I leaned forward, reaching across the chessboard, and took her hand. “Of course. That would be wonderful.” I sat back. “And it’s not like I’m never going to come here, either.”
“Dinner at least once a week.”
I nodded. “You don’t have to convince me of that. I never really learned to cook, thanks to you.”
He scoffed. “That’s partly Castel’s fault too.”
I blushed, remembering the summer we spent at his home. His chefs were so possessive of the kitchen that I wasn’t even allowed to make oatmeal. I got quite the scolding my first morning there.
“And I’m not going to apologize for hitting the big time and bringing you to live in my gorgeous house with every luxury you could imagine and staff to attend to your every need.” He tried to scold, but his tone had changed. Whatever had just happened had passed, and we were okay again.
“I’m not complaining!” I threw my hands in the air. Sophie sat back in her chair, smiling.
“Me neither,” she said. “Especially now that I don’t have to wear those damn heels everywhere.”
“Yes, thank you for getting knocked up so that Ellery would relax that ridiculous in-house dress code of his.”
Ellery scowled, but she laughed.
I lounged with them for the afternoon, forgetting my anxiety and grief, and spending some time getting to know my brother again. I admired the way Sophie knew how to tease him and when to back off. Sometimes I would catch him giving her a look, and she would fall silent with a strange smile on her face.
How had they come to know each other so intimately in these few short weeks? I had spent ten years chasing a man who didn’t want to be caught, and he w
as like a stranger. And now, when he finally decided he wanted to be close to me, I harbored a secret that I could never reveal to anyone.
When I saw Castel walking back toward the house, carrying a bulging trash bag in one hand, I excused myself back to the room. I wasn’t interested in talking to him.
When I got back to my room, a single pink camellia was in a vase on my nightstand. I touched the soft petals, then picked up the note tucked under one corner.
I was wrong.
I crumpled it in one hand, then immediately smoothed it back along my palm. These were his words. His handwriting. And he had left it for me, admitting something, knowing I wouldn’t want to talk to him about that subject again. Before I could think twice, I slipped it into my pocket.
“What do you think?”
I was back in middle school, the little kid who had picked out a Christmas gift for the pretty girl in class and was hoping she’d like it more than everyone else’s. Vail stood in front of me, unfolding the soft pink sheet and looking up at the definitely illegal hooks that I had put in the ceiling in an arc around her bed. The sheet was covered in a floral print, and a thick fabric that wouldn’t show even a silhouette when she had her reading light on at night. It was technically two pieces, so that she could pull the barrier apart and tie them back. It would allow her to completely hide herself when she wanted privacy, but still open herself up to the rest of the room—small as it was—when we were all hanging out together.

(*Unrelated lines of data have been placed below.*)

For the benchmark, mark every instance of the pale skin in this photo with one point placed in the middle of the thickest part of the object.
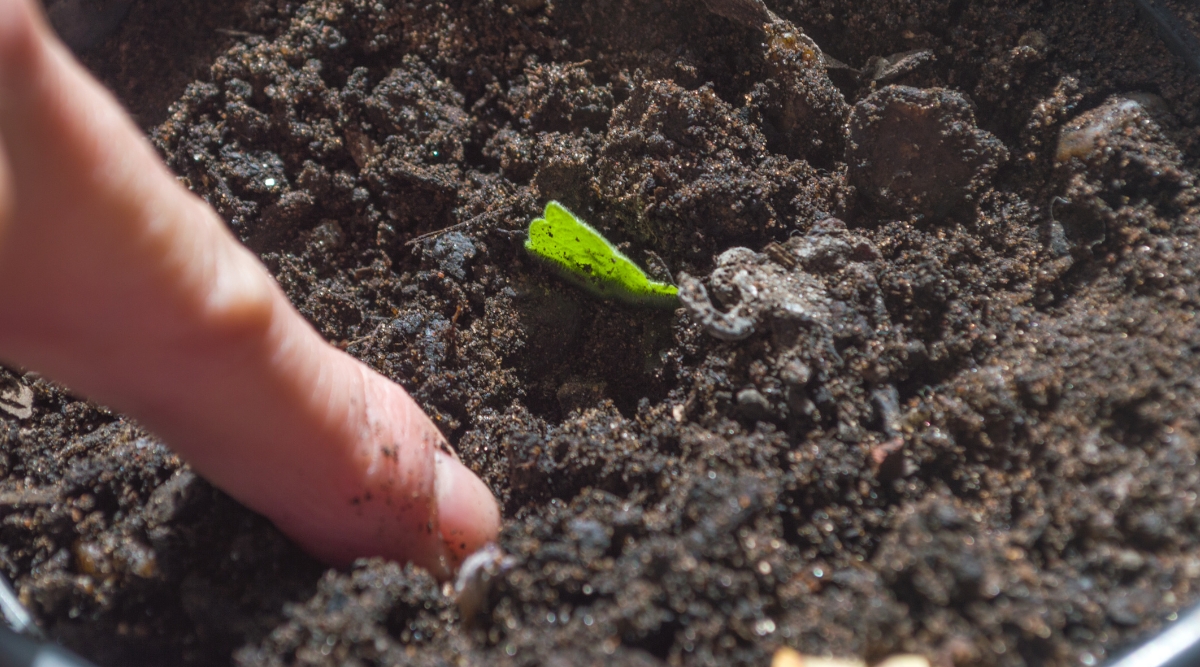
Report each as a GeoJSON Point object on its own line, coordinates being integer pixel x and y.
{"type": "Point", "coordinates": [120, 283]}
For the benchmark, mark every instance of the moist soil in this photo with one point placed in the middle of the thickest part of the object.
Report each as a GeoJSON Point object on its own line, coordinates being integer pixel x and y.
{"type": "Point", "coordinates": [933, 385]}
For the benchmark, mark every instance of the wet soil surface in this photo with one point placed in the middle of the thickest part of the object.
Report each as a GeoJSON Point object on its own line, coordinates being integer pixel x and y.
{"type": "Point", "coordinates": [933, 385]}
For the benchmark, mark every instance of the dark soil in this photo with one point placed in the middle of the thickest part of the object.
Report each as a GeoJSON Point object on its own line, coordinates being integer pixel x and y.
{"type": "Point", "coordinates": [955, 415]}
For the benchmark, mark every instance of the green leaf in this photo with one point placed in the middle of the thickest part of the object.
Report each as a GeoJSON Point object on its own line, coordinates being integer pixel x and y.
{"type": "Point", "coordinates": [579, 253]}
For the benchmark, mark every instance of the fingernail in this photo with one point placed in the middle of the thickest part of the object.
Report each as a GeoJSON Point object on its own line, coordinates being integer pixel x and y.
{"type": "Point", "coordinates": [467, 510]}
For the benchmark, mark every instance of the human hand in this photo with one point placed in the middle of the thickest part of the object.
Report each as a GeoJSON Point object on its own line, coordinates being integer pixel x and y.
{"type": "Point", "coordinates": [123, 284]}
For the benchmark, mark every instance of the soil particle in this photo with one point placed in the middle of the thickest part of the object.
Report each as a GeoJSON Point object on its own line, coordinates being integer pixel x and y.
{"type": "Point", "coordinates": [978, 443]}
{"type": "Point", "coordinates": [918, 151]}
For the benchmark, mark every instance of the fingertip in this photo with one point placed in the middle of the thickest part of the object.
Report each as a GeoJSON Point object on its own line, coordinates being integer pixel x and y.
{"type": "Point", "coordinates": [468, 514]}
{"type": "Point", "coordinates": [18, 43]}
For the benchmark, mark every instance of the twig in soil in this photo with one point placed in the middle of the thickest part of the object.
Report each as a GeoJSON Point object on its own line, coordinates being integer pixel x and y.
{"type": "Point", "coordinates": [485, 215]}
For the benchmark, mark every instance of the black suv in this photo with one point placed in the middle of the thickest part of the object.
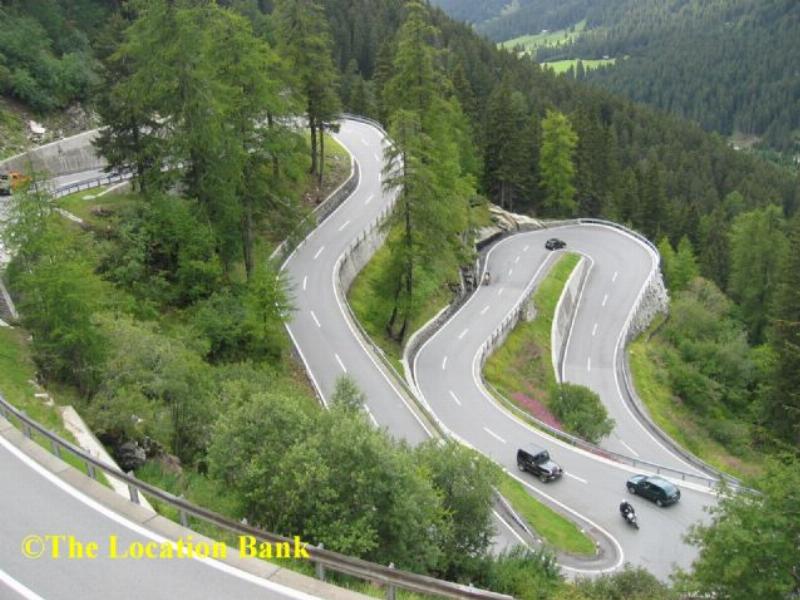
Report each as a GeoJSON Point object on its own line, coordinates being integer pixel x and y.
{"type": "Point", "coordinates": [654, 488]}
{"type": "Point", "coordinates": [537, 461]}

“I mean, I guess it doesn’t seem like a lot, but I thought it would be nice for you to have a better place to change your clothes or shut us out if we get too annoying. And this way you can stay up and read at night without worrying about us, and vice versa, because it’ll block the light.”

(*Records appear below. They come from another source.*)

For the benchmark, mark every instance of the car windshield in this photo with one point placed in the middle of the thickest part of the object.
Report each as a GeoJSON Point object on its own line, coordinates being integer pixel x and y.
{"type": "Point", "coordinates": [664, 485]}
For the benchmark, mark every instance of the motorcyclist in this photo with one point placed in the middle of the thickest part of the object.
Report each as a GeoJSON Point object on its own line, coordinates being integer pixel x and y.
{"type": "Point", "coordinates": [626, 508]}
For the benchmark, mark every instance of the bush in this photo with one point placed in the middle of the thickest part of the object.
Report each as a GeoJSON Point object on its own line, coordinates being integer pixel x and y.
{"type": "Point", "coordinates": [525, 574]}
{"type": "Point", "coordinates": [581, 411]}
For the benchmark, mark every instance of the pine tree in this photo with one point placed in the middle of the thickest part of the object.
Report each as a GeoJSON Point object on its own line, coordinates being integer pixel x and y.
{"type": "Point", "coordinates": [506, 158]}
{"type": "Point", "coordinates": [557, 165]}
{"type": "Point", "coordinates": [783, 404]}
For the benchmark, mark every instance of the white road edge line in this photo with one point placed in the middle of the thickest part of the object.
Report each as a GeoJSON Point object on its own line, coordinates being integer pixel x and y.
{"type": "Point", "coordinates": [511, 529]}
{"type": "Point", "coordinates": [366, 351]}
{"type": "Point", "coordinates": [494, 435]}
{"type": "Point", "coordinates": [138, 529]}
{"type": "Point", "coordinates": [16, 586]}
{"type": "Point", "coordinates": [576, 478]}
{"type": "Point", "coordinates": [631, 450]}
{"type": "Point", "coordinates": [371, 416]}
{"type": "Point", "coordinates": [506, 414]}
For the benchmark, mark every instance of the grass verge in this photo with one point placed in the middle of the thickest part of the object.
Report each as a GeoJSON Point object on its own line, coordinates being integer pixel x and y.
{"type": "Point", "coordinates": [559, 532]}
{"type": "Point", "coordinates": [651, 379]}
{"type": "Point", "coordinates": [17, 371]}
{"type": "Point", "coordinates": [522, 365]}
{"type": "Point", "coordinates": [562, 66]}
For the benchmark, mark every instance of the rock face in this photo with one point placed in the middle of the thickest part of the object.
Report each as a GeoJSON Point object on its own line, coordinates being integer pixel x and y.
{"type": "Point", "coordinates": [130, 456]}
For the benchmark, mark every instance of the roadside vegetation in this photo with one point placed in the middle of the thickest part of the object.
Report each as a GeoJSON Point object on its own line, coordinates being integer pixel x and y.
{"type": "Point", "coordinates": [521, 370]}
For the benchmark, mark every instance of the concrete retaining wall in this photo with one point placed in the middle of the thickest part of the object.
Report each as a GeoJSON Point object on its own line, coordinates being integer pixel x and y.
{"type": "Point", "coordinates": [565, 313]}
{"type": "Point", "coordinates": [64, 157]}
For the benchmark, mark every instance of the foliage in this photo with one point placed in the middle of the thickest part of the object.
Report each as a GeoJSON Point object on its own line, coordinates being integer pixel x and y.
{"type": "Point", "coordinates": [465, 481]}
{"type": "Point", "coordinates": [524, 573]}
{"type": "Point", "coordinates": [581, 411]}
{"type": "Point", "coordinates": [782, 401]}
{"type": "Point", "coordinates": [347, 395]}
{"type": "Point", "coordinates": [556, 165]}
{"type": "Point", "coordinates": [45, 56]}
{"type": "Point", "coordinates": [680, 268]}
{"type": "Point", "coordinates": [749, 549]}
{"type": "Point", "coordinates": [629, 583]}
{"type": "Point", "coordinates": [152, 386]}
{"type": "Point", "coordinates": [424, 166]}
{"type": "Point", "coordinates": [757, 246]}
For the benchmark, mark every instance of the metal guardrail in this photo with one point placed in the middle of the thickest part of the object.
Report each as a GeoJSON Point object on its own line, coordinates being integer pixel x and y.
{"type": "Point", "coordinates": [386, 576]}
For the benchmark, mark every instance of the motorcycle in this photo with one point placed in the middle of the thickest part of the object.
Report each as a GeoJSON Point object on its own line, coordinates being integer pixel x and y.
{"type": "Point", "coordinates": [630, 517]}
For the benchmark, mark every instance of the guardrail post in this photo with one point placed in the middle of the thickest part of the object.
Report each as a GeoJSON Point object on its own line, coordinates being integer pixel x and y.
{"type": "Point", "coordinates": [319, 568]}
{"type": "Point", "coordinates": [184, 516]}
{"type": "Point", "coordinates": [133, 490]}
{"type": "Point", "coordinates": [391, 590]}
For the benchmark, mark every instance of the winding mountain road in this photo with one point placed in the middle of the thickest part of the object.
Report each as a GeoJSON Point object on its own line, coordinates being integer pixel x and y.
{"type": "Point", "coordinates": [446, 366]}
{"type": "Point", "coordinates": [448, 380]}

She wasn’t saying anything, just looking at the fabric. Had I somehow messed up by doing this? Maybe she thought it meant that I wanted to see less of her. That was part of the truth. It was important that we not get too close, no closer than friends or pseudo-siblings. But it was also hard to ignore how often she would isolate herself from us by facing the wall and turning up the music on her headphones so loud I could hear it from my bed. She had been sharing this tiny room with two teenage boys for months, and it was wearing on all of us. She wrinkled her nose whenever she came into the room and saw dirty boxers tossed in the middle of the floor. More than once, I had walked in on her spraying air freshener heavily around the room. She needed to have some space of her own, even if it was only an illusion.